00:57:07: Sven Oh, OK.
00:57:07: Simon And we venue when you have a large table and you process it every everyone every hour and it's ah
00:57:07: Sven Yeah.
00:57:14: Sven yeah
00:57:14: Simon it's it's It covers one terabyte and you really ah crunch the one terabyte for each check. Then you can always have $10 or something. time just in yeah yeah yeah yeah you have to
00:57:23: Alex Well, in the end, it could be worth it, right?
00:57:28: Simon What I mean is you have to make sure that it it fits. um and you have to make a Think a little bit about it. it's not It's not just a little bit of unit testing and during development with fixed costs.
00:57:40: Alex Yeah.
00:57:42: Simon the the data monitoring can be really expensive and you have to really manage money manage that.
00:57:45: Sven Hmm.
00:57:48: Sven Yeah.
00:57:49: Simon But regarding to the stages, Alex, what you said, just one one one word to that. so
00:57:59: Simon What we recommend is basically um
00:58:05: Simon using the contract, the validation of the contract also in the CI CD pipeline, during not during the propagation. ah you You build and you you you check it against your testing.
00:58:18: Simon And then in your pipeline, you can push it further to staging and you can also run those data contract checks against the data API on your staging environment.
00:58:32: Simon um And then at the end, you publish it in production. and And in production, I would rather go just with the monitoring.
00:58:41: Alex Mm-hmm.
00:58:48: Sven i I had a look at um the data mesh manager um and I believe, you know, it's like five weeks ago.
00:59:01: Sven So when I looked at it, I think I saw like all the data products. And if you look at the data products, you see, you know, the the status. Is it, um are the data correct?
00:59:13: Sven You know, what whatever the the contract promises, is that true?
00:59:16: Simon Mm-hmm.
00:59:19: Sven So how often or is it even the case that if I go to the marketplace and I publish my data product with a certain data contract that this marketplace, data contract manager, that you guys also execute once in a while um those contracts or is it only executed once?

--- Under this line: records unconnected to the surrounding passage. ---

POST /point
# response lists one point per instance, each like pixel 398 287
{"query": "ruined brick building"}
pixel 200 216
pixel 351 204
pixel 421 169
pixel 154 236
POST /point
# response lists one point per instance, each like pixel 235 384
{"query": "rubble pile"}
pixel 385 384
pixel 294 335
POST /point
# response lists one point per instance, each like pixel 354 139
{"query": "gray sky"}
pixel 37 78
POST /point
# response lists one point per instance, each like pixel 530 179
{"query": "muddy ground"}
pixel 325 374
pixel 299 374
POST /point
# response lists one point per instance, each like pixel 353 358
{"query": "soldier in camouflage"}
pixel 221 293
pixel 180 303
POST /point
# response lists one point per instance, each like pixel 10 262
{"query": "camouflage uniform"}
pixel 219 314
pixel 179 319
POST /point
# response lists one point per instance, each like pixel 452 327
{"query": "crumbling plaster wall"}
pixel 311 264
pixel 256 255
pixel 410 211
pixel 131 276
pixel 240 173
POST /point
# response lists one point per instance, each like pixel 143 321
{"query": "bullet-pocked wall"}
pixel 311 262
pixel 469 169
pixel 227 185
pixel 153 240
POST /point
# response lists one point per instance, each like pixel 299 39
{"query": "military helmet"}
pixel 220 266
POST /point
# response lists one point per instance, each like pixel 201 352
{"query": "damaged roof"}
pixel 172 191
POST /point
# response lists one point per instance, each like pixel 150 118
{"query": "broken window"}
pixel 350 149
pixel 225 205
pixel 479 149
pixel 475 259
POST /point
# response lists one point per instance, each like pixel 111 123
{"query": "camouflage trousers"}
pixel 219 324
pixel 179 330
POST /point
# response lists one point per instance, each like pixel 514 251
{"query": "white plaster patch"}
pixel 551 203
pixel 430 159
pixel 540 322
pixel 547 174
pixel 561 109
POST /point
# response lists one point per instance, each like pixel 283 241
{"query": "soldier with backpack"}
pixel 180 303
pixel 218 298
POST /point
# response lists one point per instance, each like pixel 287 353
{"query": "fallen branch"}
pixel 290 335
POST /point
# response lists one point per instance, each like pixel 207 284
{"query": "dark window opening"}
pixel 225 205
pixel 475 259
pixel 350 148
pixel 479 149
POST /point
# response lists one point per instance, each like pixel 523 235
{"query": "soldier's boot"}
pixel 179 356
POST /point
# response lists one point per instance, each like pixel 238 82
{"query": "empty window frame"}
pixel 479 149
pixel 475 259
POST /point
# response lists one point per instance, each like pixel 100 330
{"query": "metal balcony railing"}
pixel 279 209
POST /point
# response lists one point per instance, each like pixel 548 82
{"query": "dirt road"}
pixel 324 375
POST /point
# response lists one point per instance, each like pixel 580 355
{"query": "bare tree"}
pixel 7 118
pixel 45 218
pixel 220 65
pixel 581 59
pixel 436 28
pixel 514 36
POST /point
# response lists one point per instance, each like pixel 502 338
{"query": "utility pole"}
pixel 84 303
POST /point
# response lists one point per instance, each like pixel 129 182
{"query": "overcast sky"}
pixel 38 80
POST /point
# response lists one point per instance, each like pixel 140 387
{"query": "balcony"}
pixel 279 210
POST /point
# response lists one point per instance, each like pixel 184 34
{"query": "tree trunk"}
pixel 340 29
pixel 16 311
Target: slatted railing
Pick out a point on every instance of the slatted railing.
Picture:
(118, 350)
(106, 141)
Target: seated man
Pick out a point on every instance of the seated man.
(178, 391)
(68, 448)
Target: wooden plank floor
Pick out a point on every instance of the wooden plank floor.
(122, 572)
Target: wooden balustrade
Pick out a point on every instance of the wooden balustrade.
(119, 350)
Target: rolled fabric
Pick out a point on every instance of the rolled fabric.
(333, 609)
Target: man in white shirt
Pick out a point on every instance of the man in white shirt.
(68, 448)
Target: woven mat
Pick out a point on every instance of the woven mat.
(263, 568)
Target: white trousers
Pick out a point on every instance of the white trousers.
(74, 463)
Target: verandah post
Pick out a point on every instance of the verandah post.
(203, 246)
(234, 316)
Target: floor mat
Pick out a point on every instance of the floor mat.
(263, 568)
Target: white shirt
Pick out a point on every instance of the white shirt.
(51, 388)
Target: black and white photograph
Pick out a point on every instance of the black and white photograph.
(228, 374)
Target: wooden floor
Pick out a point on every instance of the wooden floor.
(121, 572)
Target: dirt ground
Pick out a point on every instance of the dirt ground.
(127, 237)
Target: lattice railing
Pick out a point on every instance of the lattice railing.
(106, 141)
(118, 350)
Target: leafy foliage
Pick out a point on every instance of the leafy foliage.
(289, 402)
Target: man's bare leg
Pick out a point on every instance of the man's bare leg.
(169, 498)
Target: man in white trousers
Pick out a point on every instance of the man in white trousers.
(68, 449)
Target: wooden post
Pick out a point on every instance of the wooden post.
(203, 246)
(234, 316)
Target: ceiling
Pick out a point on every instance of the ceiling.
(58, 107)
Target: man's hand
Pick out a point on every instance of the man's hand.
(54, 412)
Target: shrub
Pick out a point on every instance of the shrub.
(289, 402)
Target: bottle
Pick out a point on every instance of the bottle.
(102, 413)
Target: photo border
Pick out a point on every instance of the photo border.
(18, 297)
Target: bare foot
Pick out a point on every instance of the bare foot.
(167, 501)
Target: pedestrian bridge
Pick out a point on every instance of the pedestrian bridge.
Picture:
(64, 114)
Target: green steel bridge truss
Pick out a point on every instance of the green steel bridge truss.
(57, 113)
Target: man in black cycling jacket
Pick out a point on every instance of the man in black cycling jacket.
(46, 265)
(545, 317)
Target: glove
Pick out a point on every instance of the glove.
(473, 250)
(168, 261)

00:59:45: Simon That's the monitoring aspect. now It should be, or we executed ah through a schedule because in production, you want to monitor it.
00:59:48: Sven Yeah.
00:59:56: Simon when you When you move through the stages, it's not that important to publish it to others.
01:00:02: Sven Yeah,
01:00:03: Simon You can still publish it if you want, if you want to give people insight into your dev or staging environment and you want to document that.
01:00:09: Sven yeah.
01:00:11: Simon But in the end, it's not that important.
01:00:14: Sven yeah Yeah, I'm only here, in this case, I'm only interested in production.
01:00:17: Simon yeah
01:00:19: Sven the And how often is it then executed?

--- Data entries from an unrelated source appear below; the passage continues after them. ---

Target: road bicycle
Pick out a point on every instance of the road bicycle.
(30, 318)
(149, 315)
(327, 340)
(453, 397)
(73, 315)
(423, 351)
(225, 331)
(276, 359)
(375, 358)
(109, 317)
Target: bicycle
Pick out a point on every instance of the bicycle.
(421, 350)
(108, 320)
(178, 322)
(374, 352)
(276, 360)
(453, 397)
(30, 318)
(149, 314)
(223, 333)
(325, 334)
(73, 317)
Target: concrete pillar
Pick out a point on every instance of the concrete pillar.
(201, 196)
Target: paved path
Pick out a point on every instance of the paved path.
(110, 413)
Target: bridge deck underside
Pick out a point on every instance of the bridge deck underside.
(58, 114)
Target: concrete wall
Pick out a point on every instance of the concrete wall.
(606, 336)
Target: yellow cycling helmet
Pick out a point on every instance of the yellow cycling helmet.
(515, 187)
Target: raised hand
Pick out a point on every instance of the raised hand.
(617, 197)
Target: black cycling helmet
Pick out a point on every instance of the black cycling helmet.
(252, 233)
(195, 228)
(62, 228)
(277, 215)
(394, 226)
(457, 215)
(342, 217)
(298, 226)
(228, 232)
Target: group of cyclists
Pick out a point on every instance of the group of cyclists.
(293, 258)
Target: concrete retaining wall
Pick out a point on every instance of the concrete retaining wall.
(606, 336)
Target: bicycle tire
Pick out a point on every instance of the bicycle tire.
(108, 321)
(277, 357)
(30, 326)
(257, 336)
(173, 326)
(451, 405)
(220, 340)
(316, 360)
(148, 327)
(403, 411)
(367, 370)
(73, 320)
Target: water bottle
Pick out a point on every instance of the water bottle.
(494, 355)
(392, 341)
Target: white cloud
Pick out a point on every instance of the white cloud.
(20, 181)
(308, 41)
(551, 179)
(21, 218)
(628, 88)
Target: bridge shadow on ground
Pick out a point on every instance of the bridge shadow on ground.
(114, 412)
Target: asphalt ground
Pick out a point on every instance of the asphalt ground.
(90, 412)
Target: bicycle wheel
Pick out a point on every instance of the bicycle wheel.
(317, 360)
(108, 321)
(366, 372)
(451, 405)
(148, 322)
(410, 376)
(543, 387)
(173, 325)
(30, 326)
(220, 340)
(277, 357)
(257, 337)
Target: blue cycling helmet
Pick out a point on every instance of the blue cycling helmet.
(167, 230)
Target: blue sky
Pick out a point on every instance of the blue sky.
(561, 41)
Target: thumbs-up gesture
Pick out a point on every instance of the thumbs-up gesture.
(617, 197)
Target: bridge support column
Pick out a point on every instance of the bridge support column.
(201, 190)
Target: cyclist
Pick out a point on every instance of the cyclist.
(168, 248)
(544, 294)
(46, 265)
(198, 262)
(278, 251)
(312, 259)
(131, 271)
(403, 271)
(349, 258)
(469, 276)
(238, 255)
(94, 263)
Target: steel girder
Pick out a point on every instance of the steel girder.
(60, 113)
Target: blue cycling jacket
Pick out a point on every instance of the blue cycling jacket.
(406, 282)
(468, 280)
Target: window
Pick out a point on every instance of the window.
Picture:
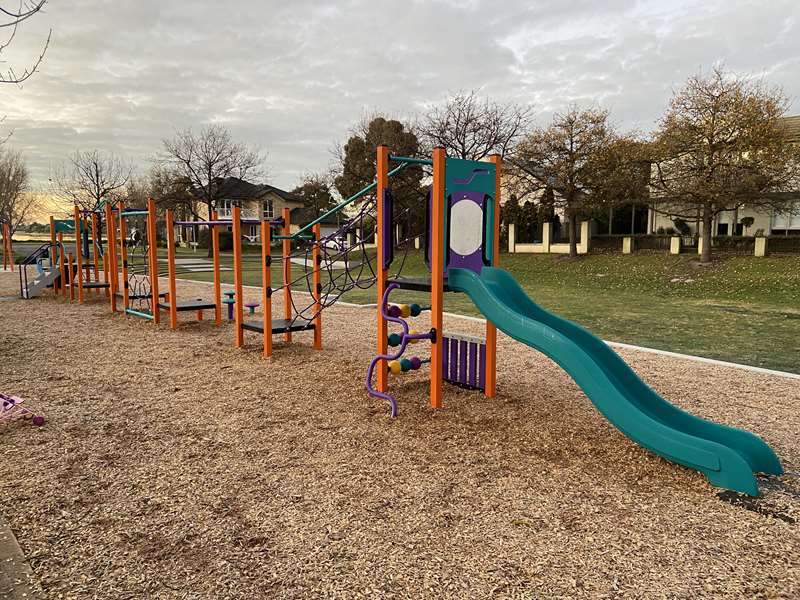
(225, 209)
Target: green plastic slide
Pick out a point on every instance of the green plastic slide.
(727, 456)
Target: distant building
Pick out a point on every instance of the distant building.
(730, 222)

01:00:23: Simon Yeah. You have to define that yourself.
01:00:27: Sven okay, yeah.
01:00:28: Simon yeah Because that's, again, it's it's costly. And and because nobody can make that decision for you.
01:00:31: Sven Hmm.
01:00:34: Sven No.
01:00:35: Simon And cost ops is also very important there. Because you have to manage that.
01:00:38: Sven OK.
01:00:42: Simon But it's also that's kind of the idea of a data product also to to check when it's um but you have no customers, that you also shut it down again at some point. So you don't run the checks anymore. You can also shut down the data product, remove it at some point. that's this This whole lifecycle is also in there. That's also new in the data world where where people thought we could store data forever, and at some point, the data will be valuable.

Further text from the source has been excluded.